The cause of falling incomes is no mystery: Bidenflation is to blame. Thanks to trillions of dollars in economic stimulus passed by Democrats on a purely partisan basis without even one Republican vote, inflation jumped 7.8% between 2021 and 2022, the largest increase since 1981.
But the new Census Bureau report was looking at data comparing 2021 to 2022. Just the past July, the Labor Department reported that inflation was finally falling to 3.2% a year. Maybe things were about to get better.
No such luck. The Labor Department reported this month that inflation climbed to 3.6% in August, thanks mostly to rising gas and food prices. Maybe Biden now regrets canceling the production of 11 billion barrels of oil in Alaska's National Wildlife Refuge.
Considering that it is low-income households that are hit hardest by inflation, especially when it is driven by household basics such as gas and grocery prices, it isn't a surprise that the Census Bureau also found inequality rising under Bidenomics. So much for the Democratic Party standing up for the little guy.
Struggling families with debt are hit especially hard by Bidenomics. The average interest rate on credit cards has risen from 14.75% when Biden first came to office to 20.68% today. That means people with debt are punched in the mouth twice by Bidenflation: once when they pay higher prices for goods and again when they pay higher interest rates on what they borrowed to make past purchases.
Consumers aren't the only ones suffering from higher interest rates. Taxpayers are getting hosed, too. The federal government will run a $1.7 trillion deficit this fiscal year, including more than $644 billion in interest payments, which, thanks to higher interest rates, is 30% higher than what the government had to pay in interest last year, according to the CBO.

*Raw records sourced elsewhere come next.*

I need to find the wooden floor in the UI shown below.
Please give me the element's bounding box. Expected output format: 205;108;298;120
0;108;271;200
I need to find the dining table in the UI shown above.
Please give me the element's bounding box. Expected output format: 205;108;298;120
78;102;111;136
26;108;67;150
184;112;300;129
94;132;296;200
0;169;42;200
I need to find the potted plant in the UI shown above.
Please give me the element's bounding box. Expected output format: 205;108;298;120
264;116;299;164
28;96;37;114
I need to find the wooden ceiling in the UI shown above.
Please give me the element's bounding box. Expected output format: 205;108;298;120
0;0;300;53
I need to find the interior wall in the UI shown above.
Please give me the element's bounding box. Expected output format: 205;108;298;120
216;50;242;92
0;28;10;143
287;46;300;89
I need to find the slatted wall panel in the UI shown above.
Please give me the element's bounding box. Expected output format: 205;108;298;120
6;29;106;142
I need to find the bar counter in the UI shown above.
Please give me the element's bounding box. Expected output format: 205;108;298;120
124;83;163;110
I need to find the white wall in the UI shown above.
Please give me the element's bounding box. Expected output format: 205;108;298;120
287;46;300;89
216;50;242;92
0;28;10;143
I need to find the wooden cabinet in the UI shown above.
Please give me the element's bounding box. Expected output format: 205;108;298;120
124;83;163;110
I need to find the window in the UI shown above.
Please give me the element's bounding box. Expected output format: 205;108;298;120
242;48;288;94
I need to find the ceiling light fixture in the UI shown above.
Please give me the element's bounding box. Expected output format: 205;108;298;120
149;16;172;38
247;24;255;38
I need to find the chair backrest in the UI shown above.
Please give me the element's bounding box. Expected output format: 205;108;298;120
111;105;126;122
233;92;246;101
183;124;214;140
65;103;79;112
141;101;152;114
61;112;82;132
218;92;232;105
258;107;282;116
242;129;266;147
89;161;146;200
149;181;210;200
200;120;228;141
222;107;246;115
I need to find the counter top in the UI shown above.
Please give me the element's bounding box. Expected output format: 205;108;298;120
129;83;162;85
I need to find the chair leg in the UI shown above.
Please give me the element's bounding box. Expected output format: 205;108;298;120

The only reason deficits didn't top $2 trillion this year is because the Supreme Court invalidated Biden's illegal student debt amnesty plan, which would have added hundreds of billions of dollars in deficits for decades to come.
Falling real wages, rising income inequality, higher interest rates, higher government deficits — that's Bidenomics. Those are the facts. No wonder the public continues to tell pollsters the Biden economy is bad.